THE RECEPTION OF THE EMPRESS Pont de Briques is but a small village, and this sudden arrival of the Court, which was to remain for some weeks, had crammed it with visitors.
It would have been very much simpler to have come to Boulogne, where there were more suitable buildings and better accommodation, but Napoleon had named Pont de Briques, so Pont de Briques it had to be.
The word impossible was not permitted amongst those who had to carry out his wishes.

So an army of cooks and footmen settled upon the little place, and then there arrived the dignitaries of the new Empire, and then the ladies of the Court, and then their admirers from the camp.
The Empress had a chateau for her accommodation.
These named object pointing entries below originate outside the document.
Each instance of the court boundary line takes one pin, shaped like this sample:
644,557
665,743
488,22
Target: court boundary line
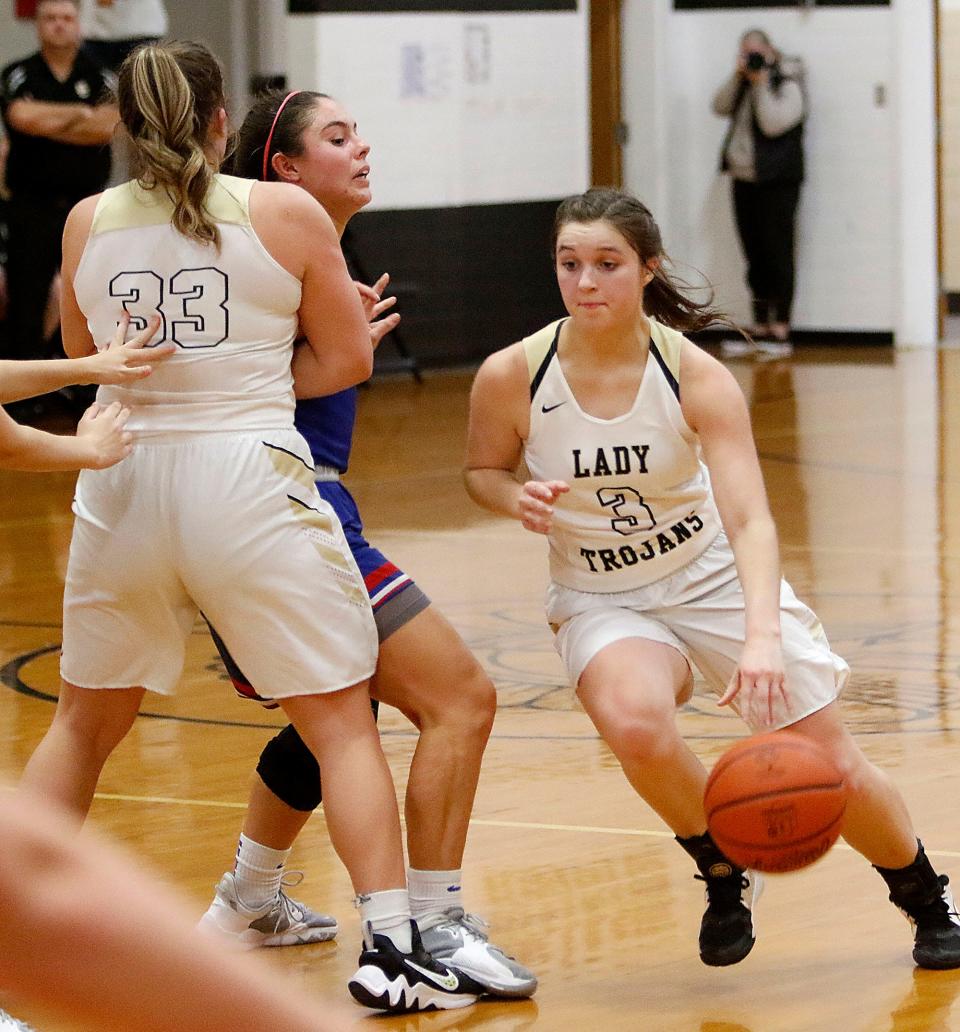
474,821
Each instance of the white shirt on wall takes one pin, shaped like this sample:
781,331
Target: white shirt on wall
117,20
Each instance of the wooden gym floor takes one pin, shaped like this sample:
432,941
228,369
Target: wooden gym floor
861,451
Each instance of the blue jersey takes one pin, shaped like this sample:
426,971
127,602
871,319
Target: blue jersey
327,425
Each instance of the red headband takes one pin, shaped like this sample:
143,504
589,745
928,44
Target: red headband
269,138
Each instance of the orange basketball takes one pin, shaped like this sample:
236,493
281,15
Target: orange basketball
774,802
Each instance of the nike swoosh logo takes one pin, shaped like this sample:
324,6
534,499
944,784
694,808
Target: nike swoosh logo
448,981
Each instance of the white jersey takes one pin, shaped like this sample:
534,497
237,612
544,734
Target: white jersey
232,313
640,505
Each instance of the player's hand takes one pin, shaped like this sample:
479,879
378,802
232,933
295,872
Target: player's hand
374,307
123,361
101,427
761,684
536,505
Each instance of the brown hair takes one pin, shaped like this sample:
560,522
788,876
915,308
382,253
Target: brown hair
168,95
288,129
664,297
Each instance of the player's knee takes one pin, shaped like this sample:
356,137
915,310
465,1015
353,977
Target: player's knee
642,737
468,706
290,771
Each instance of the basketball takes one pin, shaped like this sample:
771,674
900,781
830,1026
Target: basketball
775,802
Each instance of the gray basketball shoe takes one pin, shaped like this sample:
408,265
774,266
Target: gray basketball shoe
281,923
460,941
9,1024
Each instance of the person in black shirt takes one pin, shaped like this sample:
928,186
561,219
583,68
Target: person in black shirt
59,123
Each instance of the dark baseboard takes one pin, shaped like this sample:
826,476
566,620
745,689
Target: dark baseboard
468,280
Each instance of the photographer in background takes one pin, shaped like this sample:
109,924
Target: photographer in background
763,153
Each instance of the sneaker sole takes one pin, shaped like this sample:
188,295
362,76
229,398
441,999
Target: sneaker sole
371,988
245,937
304,938
728,961
936,963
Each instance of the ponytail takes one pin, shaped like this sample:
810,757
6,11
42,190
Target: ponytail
168,95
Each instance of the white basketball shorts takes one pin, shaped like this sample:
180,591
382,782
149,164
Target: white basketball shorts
228,523
700,611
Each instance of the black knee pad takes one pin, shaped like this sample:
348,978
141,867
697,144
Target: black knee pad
290,771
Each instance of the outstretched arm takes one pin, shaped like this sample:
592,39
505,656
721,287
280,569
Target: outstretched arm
499,424
119,362
714,408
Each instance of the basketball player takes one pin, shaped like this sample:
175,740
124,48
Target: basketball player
100,439
645,480
94,941
216,508
423,668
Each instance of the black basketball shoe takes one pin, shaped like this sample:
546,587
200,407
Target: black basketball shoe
923,897
728,929
400,982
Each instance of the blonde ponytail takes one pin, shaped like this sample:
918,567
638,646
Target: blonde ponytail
168,95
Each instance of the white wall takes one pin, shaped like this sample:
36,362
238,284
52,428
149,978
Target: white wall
18,37
866,228
464,109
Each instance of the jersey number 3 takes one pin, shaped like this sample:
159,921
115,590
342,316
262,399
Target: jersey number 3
192,305
632,513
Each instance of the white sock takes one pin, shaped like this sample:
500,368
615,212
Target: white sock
387,913
257,872
432,894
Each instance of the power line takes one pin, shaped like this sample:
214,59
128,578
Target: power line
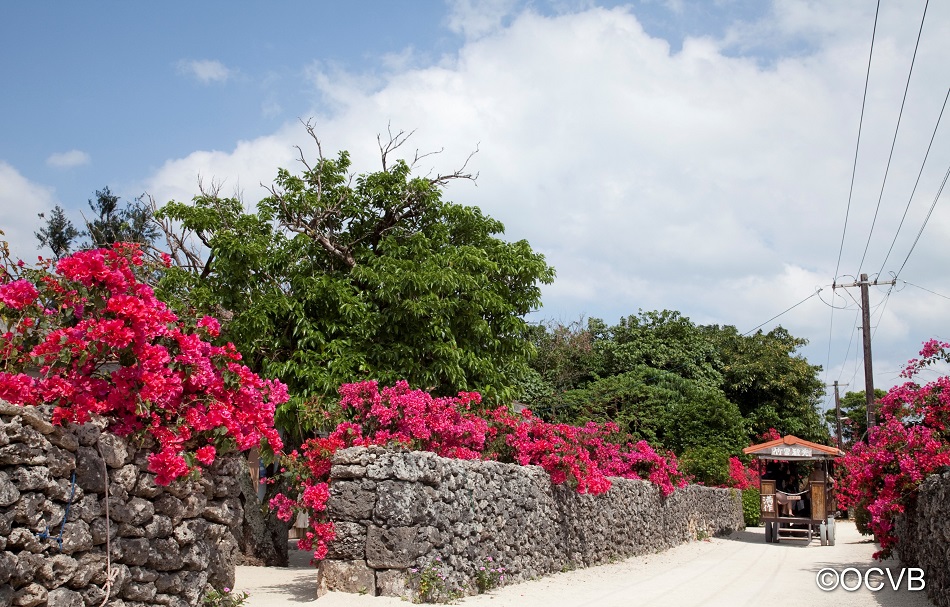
854,169
926,219
923,289
894,140
914,190
782,313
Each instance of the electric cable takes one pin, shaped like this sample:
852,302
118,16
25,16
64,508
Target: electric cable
923,289
917,182
897,128
926,220
857,147
782,313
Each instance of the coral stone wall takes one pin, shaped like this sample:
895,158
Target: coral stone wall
167,545
399,511
924,536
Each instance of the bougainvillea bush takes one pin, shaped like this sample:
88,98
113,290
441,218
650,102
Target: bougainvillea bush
88,337
457,427
910,442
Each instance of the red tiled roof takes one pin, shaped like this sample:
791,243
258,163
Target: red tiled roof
792,441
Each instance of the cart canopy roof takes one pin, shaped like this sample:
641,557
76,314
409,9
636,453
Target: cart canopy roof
792,448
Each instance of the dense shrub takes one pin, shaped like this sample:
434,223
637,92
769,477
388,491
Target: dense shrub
88,337
457,427
910,442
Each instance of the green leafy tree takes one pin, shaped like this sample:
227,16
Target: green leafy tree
58,232
773,386
335,280
854,414
114,222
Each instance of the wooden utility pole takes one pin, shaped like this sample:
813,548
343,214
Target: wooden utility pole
863,284
866,331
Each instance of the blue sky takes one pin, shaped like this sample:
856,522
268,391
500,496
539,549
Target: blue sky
672,154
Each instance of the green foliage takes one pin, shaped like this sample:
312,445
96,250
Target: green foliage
751,507
333,281
111,223
704,392
488,575
58,233
862,518
773,386
223,598
854,414
708,465
431,585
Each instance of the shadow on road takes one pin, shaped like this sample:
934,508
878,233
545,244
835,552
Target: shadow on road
298,591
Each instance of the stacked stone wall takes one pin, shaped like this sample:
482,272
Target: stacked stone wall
166,546
924,536
396,512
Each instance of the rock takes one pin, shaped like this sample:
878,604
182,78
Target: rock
98,531
160,526
164,555
8,562
132,551
170,506
19,454
350,502
146,487
394,548
139,591
64,439
225,511
222,561
89,470
31,478
345,576
77,537
61,462
114,450
88,508
57,570
9,493
136,512
30,595
24,540
188,531
392,582
196,556
87,566
402,504
350,542
64,597
344,472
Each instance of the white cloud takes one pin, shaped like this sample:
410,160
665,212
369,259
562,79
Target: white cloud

The rest quartered themselves in cottages or where they best might, and waited ardently for the moment which was to take them back to the comforts of Versailles or Fontainebleau.
The Empress had graciously offered me a seat in her berline, and all the way to the village, entirely forgetful apparently of the scene through which she passed, she chatted away, asking me a thousand personal questions about myself and my affairs, for a kindly curiosity in the doings of everyone around her was one of her most marked characteristics.

Especially was she interested in Eugenie, and as the subject was one upon which I was equally interested in talking it ended in a rhapsody upon my part, amid little sympathetic ejaculations from the Empress and titterings from Madame de Remusat.
'But you must certainly bring her over to the Court!' cried the kindly woman.

'Such a paragon of beauty and of virtue must not be allowed to waste herself in this English village.